The other bit I find fascinating is on page 163 where Lorgar and Magnus discuss the lost Primarchs and Magnus calls them the lost and the purged. This can either be taken to mean the 2nd Legion was lost (in some way) while the 11th were purged. Alternatively they were both lost and purged in some way. Also the Emperor talked to the other Primarchs about what to do about the Word Bearers and Horus, Magnus and Russ supported Lorgar and his Legion, with Russ saying he'd lost 2 brothers and had no desire to lose a third (interesting considering his later attitude towards Magnus and his Legion).

On a side note, since Russ and the SW are considered to be the Anti-Legion Legion, I wonder if they did the purging of the 2nd and 11th Legions? :grin:

From this I interpret this as even Russ saw what happened to the 2nd and 11th Legions as sad rather than something to be rejoiced on and he didn't want to see it repeated. This is supported by Dorn and Malcadors attitude towards the Traitor Primarchs statues in the Lightning Tower where Malcador asks Dorn if he'd tear them down (which is what is hinted happened to the 2nd and 11th Primarchs statues) rather than just shrouded. Why did the Emperor simply laugh when tearing down the traitor Primarchs statues was suggested in comparison to the 2nd and 11th statues. It gets stranger and stranger!!
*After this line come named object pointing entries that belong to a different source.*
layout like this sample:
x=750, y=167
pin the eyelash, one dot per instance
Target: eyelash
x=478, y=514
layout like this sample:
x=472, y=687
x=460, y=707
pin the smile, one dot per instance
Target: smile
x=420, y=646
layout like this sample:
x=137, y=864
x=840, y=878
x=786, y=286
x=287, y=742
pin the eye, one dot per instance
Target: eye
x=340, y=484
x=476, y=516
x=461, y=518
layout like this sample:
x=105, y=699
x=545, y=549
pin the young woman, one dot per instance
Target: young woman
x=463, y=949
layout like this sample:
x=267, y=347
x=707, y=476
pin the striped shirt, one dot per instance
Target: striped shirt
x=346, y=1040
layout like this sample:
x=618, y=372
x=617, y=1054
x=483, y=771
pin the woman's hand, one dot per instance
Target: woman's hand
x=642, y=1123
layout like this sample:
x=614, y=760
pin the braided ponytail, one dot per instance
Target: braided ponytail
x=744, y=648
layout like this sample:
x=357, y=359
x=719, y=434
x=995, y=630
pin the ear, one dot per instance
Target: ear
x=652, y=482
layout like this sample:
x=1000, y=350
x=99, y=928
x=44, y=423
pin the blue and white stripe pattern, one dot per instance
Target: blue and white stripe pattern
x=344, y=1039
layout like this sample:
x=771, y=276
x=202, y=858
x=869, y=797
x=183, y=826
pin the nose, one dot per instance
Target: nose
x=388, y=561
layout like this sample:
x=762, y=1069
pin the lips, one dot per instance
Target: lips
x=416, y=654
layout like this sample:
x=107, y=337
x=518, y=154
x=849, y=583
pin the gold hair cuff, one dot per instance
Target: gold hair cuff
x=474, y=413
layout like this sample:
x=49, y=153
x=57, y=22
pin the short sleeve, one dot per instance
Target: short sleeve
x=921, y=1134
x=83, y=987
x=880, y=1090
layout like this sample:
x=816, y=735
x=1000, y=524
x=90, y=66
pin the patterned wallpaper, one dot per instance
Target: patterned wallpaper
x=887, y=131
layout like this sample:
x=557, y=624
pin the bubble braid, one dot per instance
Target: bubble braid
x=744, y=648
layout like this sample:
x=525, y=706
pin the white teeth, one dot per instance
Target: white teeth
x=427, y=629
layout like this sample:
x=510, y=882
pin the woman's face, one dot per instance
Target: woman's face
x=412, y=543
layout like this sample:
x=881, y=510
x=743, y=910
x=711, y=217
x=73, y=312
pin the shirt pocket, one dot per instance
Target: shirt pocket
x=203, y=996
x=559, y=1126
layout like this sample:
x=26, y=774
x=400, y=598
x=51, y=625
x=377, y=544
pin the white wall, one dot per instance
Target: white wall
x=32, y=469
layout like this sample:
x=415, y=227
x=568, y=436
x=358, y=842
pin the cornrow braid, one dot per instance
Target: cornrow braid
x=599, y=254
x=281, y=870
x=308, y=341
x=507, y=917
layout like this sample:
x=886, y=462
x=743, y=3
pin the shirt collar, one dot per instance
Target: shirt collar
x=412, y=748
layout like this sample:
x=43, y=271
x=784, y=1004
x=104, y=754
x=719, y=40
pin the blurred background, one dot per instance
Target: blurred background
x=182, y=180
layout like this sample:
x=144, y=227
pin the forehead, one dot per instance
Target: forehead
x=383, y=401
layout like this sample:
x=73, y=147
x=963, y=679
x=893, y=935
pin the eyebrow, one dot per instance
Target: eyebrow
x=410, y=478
Sorry this is a long post (my first in a while) but reading the book has had my head buzzing!!:biggrin:


----------



## Child-of-the-Emperor (Feb 22, 2009)

If it is true, yes it would have far-reaching ramifications.

However it's more likely that it's merely a rumour.



Dead.Blue.Clown said:


> Or it was a couple of soldiers joking and guessing why the Ultramarines were so huge compared to the other Legions. Which one seems more likely?





Dead.Blue.Clown said:


> Naw, I'm genuinely surprised people are taking that as fact. It seems possible that it happened, but I don't really think it's likely. When one of them says _"What? You're all thinking it..."_ it doesn't exactly feel like stone cold fact to me. They're just guessing and spouting rumour.


----------



## zerachiel76 (Feb 12, 2010)

I do agree they're all spouting rumour but the info about the size of the Ultras increasing around the time of the 2nd and 11th being dissolved seems to be stated as something the person knows rather than simply rumour.

I agree the rest is opinion but it can be made to fit if I close my eyes and wish hard enough! :biggrin: *closes eyes*

I especially like the thought that the Word Bearers hate the Ultras for absorbing the shamed marines but still being lauded by the Emperor while they're ridiculed by him.


----------